Wien glich in den vergangenen Stunden einer Stadt, die einen Räuber der Kronjuwelen aus der Schatzkammer oder Entführer mindestens der halben Bundesregierung sucht. Dabei sucht die Polizei doch nur nach mehr Anerkennung in der Bevölkerung und vor allem bei „ihrer“ Ministerin.
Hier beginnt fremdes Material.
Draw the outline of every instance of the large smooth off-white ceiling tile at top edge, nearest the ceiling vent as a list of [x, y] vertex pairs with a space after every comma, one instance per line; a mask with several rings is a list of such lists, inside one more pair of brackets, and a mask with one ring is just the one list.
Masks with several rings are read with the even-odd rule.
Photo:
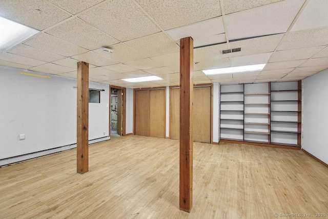
[[229, 40], [285, 33], [305, 0], [288, 0], [226, 16]]

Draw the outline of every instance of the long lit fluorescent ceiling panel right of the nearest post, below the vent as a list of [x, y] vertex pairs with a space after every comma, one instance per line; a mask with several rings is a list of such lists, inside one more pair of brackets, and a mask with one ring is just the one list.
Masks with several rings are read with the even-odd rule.
[[217, 68], [203, 70], [204, 74], [228, 74], [228, 73], [241, 73], [241, 72], [252, 72], [252, 71], [261, 71], [264, 68], [265, 64], [258, 65], [249, 65], [249, 66], [237, 66], [229, 68]]

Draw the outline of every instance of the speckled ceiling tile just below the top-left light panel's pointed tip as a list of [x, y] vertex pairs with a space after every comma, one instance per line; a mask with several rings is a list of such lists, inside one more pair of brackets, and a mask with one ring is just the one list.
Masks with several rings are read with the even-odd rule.
[[47, 33], [39, 34], [32, 39], [29, 39], [29, 41], [26, 41], [24, 44], [66, 57], [88, 51], [82, 47], [70, 44]]

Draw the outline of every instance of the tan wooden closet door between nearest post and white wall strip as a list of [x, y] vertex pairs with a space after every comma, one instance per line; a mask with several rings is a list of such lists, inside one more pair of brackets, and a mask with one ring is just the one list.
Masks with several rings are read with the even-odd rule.
[[211, 87], [194, 88], [194, 142], [211, 143]]

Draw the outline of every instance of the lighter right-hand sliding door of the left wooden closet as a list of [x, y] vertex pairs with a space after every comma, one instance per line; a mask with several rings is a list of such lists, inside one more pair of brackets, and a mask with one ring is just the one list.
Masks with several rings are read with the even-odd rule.
[[150, 91], [150, 136], [165, 137], [166, 101], [165, 90]]

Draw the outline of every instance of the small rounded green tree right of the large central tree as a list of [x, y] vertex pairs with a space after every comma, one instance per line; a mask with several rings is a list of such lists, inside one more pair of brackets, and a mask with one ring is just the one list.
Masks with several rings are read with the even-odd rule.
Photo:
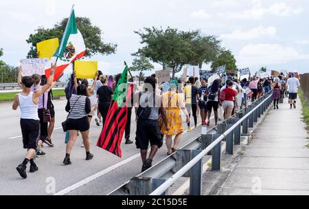
[[225, 65], [227, 70], [237, 69], [236, 59], [234, 58], [233, 54], [231, 54], [230, 50], [222, 51], [211, 63], [211, 69], [213, 72], [215, 72], [217, 67], [222, 65]]

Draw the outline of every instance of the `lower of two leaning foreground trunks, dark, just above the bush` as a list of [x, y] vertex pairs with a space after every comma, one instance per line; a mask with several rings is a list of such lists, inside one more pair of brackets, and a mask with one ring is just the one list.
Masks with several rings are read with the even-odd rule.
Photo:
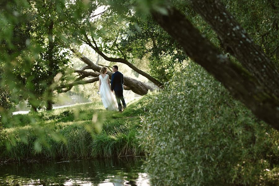
[[278, 97], [265, 84], [220, 53], [177, 9], [169, 7], [167, 14], [153, 10], [152, 15], [190, 58], [222, 82], [256, 117], [279, 130]]

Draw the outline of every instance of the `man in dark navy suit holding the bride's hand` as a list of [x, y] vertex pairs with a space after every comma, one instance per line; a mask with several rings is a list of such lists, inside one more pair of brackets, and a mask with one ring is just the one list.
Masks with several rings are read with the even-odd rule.
[[111, 91], [115, 92], [115, 97], [118, 104], [118, 110], [119, 112], [122, 112], [122, 106], [120, 103], [120, 100], [122, 101], [123, 108], [126, 108], [126, 103], [123, 97], [123, 85], [124, 85], [124, 79], [123, 74], [118, 72], [118, 66], [113, 66], [113, 75], [111, 77]]

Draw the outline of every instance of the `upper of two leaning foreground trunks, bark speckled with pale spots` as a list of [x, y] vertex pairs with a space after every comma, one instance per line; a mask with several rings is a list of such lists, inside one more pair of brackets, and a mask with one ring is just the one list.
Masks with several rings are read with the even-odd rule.
[[224, 5], [219, 0], [188, 0], [188, 2], [215, 30], [224, 49], [234, 55], [245, 69], [278, 98], [278, 69]]

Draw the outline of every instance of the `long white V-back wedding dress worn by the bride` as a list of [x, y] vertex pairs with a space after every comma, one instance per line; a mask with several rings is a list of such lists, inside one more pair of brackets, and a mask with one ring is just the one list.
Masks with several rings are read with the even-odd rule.
[[108, 110], [118, 111], [117, 102], [115, 96], [113, 95], [109, 85], [108, 85], [108, 74], [103, 78], [102, 75], [99, 75], [101, 86], [100, 86], [100, 95], [102, 102], [105, 108]]

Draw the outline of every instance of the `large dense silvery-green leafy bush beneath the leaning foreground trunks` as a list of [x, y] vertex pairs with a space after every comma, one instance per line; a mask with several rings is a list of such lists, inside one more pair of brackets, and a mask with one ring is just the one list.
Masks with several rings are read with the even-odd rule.
[[148, 96], [139, 137], [152, 184], [278, 184], [278, 131], [200, 66], [189, 62]]

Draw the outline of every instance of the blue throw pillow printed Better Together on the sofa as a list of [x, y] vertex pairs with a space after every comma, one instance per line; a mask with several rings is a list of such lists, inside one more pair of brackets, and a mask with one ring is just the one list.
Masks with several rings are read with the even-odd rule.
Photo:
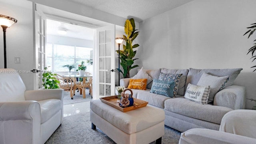
[[154, 78], [150, 92], [172, 98], [173, 88], [174, 81], [158, 80]]

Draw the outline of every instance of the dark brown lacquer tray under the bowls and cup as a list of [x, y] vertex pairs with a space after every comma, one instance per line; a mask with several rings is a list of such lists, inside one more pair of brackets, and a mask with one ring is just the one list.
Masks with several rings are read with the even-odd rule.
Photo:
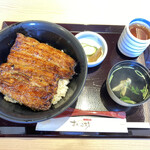
[[[3, 22], [3, 28], [15, 22]], [[150, 122], [150, 102], [144, 105], [128, 108], [117, 105], [109, 97], [106, 90], [106, 78], [111, 67], [122, 60], [131, 60], [123, 56], [118, 48], [117, 41], [124, 28], [118, 25], [83, 25], [83, 24], [59, 24], [77, 34], [81, 31], [94, 31], [101, 34], [108, 44], [108, 55], [97, 67], [88, 69], [85, 87], [72, 108], [91, 111], [125, 111], [127, 122]], [[140, 63], [146, 62], [149, 68], [150, 46], [139, 58], [132, 60]], [[145, 57], [144, 57], [145, 56]], [[145, 58], [145, 60], [144, 60]], [[142, 61], [141, 61], [142, 60]], [[150, 68], [149, 68], [150, 69]], [[148, 128], [129, 128], [128, 133], [85, 133], [85, 132], [43, 132], [35, 131], [36, 124], [19, 124], [0, 119], [0, 137], [78, 137], [78, 138], [150, 138]], [[111, 126], [110, 126], [111, 127]]]

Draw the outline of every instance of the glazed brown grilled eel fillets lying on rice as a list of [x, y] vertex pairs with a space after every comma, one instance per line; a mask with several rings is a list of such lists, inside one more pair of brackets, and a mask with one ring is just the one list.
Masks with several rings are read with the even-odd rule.
[[0, 91], [33, 110], [48, 110], [58, 80], [71, 79], [75, 65], [64, 52], [18, 33], [0, 66]]

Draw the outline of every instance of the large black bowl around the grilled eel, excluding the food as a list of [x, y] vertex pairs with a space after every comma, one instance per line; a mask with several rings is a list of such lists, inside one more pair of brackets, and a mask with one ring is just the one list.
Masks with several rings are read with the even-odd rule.
[[7, 61], [17, 33], [63, 50], [76, 61], [76, 74], [70, 80], [66, 96], [47, 111], [33, 111], [23, 105], [7, 102], [4, 100], [4, 95], [0, 94], [0, 117], [17, 123], [36, 123], [53, 118], [71, 106], [84, 87], [87, 76], [87, 59], [84, 50], [74, 35], [60, 25], [46, 21], [25, 21], [1, 30], [0, 64]]

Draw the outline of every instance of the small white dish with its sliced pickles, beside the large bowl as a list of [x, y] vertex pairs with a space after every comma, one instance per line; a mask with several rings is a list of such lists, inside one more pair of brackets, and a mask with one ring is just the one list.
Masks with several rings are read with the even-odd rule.
[[105, 59], [108, 53], [108, 46], [100, 34], [92, 31], [83, 31], [76, 34], [75, 37], [85, 51], [88, 67], [95, 67]]

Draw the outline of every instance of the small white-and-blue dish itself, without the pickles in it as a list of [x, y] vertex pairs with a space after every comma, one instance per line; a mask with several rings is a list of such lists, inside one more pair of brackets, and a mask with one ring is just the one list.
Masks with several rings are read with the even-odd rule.
[[94, 62], [88, 61], [88, 67], [95, 67], [99, 65], [105, 59], [108, 53], [108, 46], [107, 46], [105, 39], [101, 35], [92, 31], [83, 31], [83, 32], [76, 34], [75, 37], [79, 40], [82, 46], [83, 46], [83, 43], [84, 44], [86, 43], [87, 45], [91, 46], [91, 51], [90, 49], [87, 50], [85, 49], [85, 47], [83, 47], [87, 55], [87, 60], [88, 60], [88, 55], [91, 55], [92, 53], [94, 53], [93, 47], [94, 48], [96, 47], [96, 49], [101, 48], [102, 50], [102, 54], [100, 55], [100, 57], [97, 58], [96, 61]]

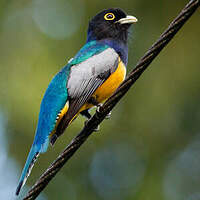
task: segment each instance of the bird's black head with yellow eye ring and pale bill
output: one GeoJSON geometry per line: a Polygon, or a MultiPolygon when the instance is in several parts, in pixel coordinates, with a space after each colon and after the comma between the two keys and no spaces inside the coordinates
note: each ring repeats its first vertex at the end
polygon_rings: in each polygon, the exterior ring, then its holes
{"type": "Polygon", "coordinates": [[[128,29],[135,22],[135,17],[127,15],[119,8],[103,10],[89,22],[88,41],[116,39],[127,43],[128,29]]]}

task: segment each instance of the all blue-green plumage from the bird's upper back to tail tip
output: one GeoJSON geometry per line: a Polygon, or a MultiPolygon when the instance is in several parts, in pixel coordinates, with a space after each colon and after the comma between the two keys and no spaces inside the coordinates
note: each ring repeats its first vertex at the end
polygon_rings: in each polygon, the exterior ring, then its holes
{"type": "Polygon", "coordinates": [[[40,106],[35,139],[22,171],[16,194],[19,194],[21,187],[24,185],[29,171],[34,164],[33,160],[36,154],[43,153],[48,148],[49,135],[55,128],[58,114],[68,100],[66,86],[71,67],[104,51],[108,47],[109,46],[97,41],[90,41],[86,43],[72,59],[72,61],[69,62],[59,73],[57,73],[50,82],[40,106]]]}

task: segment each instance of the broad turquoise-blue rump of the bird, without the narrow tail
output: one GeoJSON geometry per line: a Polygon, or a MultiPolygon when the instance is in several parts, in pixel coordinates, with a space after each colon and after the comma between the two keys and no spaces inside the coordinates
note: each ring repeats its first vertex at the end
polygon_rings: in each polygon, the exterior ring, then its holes
{"type": "Polygon", "coordinates": [[[58,72],[44,94],[33,142],[33,145],[38,147],[39,152],[46,151],[49,143],[49,135],[55,129],[58,116],[68,100],[66,85],[69,71],[70,69],[67,65],[58,72]]]}

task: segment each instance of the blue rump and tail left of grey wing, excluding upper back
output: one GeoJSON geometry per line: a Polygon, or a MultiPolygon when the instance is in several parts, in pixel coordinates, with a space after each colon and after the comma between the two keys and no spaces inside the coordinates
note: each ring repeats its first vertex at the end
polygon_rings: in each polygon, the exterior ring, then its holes
{"type": "Polygon", "coordinates": [[[22,171],[16,194],[19,194],[21,187],[26,182],[34,164],[34,160],[36,159],[36,155],[47,150],[49,144],[48,136],[55,128],[57,115],[64,107],[67,100],[66,83],[68,74],[69,66],[66,66],[53,78],[44,94],[40,106],[35,139],[22,171]]]}

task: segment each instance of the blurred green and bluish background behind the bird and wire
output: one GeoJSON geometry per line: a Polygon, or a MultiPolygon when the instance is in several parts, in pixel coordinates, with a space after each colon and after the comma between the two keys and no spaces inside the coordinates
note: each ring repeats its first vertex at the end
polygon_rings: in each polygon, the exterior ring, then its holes
{"type": "MultiPolygon", "coordinates": [[[[110,7],[138,18],[130,71],[187,2],[0,0],[1,199],[21,199],[83,127],[79,117],[39,157],[16,198],[42,96],[85,43],[88,20],[110,7]]],[[[198,10],[38,199],[199,200],[199,52],[198,10]]]]}

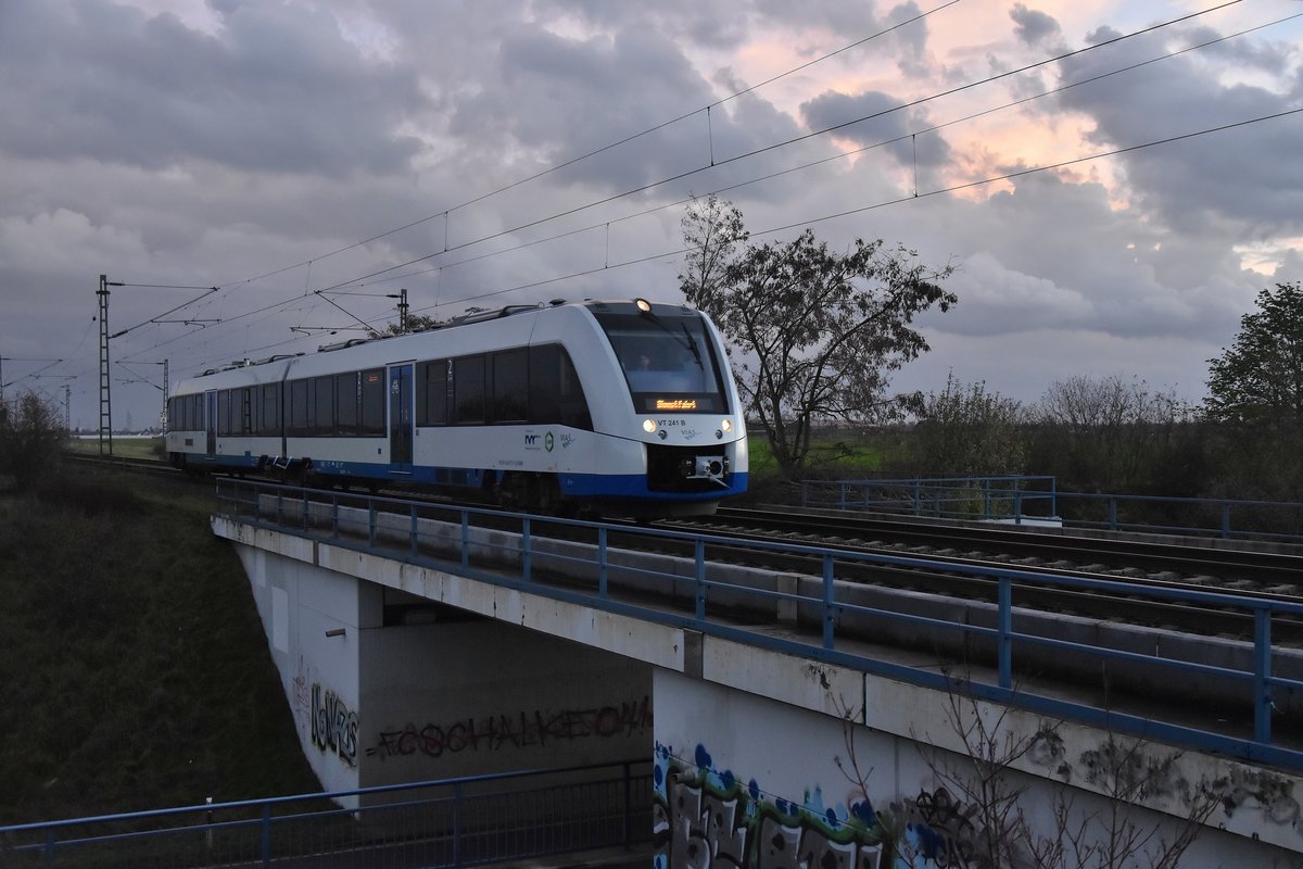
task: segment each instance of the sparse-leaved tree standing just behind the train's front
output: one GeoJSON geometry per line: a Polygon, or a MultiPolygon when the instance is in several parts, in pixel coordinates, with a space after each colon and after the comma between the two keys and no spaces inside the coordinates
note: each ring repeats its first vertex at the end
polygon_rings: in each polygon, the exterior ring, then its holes
{"type": "Polygon", "coordinates": [[[715,197],[692,201],[683,237],[684,297],[737,350],[737,388],[784,477],[805,465],[817,422],[880,421],[917,406],[921,396],[889,392],[890,373],[929,349],[913,318],[958,301],[939,287],[951,267],[928,268],[881,240],[837,253],[809,229],[752,245],[741,212],[715,197]]]}

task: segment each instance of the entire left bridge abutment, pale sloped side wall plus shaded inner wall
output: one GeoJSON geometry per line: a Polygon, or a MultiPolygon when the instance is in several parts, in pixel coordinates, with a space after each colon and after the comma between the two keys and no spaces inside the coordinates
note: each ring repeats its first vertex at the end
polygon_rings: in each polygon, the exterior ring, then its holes
{"type": "Polygon", "coordinates": [[[648,664],[489,619],[386,627],[384,586],[311,546],[236,550],[323,788],[652,756],[648,664]]]}

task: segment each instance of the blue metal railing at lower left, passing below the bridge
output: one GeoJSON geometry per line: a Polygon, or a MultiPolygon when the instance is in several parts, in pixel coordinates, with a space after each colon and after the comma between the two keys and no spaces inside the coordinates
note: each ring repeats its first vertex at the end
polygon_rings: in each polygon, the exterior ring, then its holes
{"type": "Polygon", "coordinates": [[[650,767],[648,758],[0,826],[0,865],[434,868],[631,847],[652,836],[650,767]]]}

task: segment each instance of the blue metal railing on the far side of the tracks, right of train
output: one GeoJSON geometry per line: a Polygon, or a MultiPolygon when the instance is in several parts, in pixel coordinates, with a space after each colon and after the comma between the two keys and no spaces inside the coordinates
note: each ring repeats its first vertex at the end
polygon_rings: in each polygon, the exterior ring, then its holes
{"type": "Polygon", "coordinates": [[[1055,520],[1072,528],[1303,542],[1303,503],[1070,492],[1054,477],[807,479],[801,504],[937,519],[1055,520]]]}

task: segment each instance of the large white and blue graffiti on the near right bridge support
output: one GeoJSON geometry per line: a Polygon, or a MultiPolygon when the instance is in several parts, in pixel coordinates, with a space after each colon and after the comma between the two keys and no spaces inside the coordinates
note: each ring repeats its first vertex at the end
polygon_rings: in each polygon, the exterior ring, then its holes
{"type": "Polygon", "coordinates": [[[685,765],[655,750],[657,869],[885,869],[883,827],[864,800],[823,806],[820,791],[801,804],[714,770],[704,747],[685,765]]]}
Maria Fekter hatte ja erst in der „Presse am Sonntag“ ihrer Unzufriedenheit über die Performance der Wiener Truppe im Kampf vor allem gegen Wohnungs- und Hauseinbrüche hemmungslos freien Lauf gelassen. Nun also eine Großaktion, wie sie die Stadt seit Äonen nicht gesehen hat. Alles nur Alibi? Billigste Schmiere? Gar eine Art Amoklauf einer völlig desorientierten Organisation? Ein derartiger Verdacht ist rasch geäußert. Besonders vertrauensbildend wirkt es da auch nicht gerade, wenn die Polizeiführung über die Erfolge ihrer Großaktion bisher beharrlich schweigt.
Bei vielen hat die Exekutive ihren Vertrauensvorschuß angesichts der Kriminalitätsentwicklung – nicht der letzten Monate, der letzten Jahre! – verspielt. Es bleiben Zweifel, ob derartige singuläre (?) Aktionen gegen steuern können.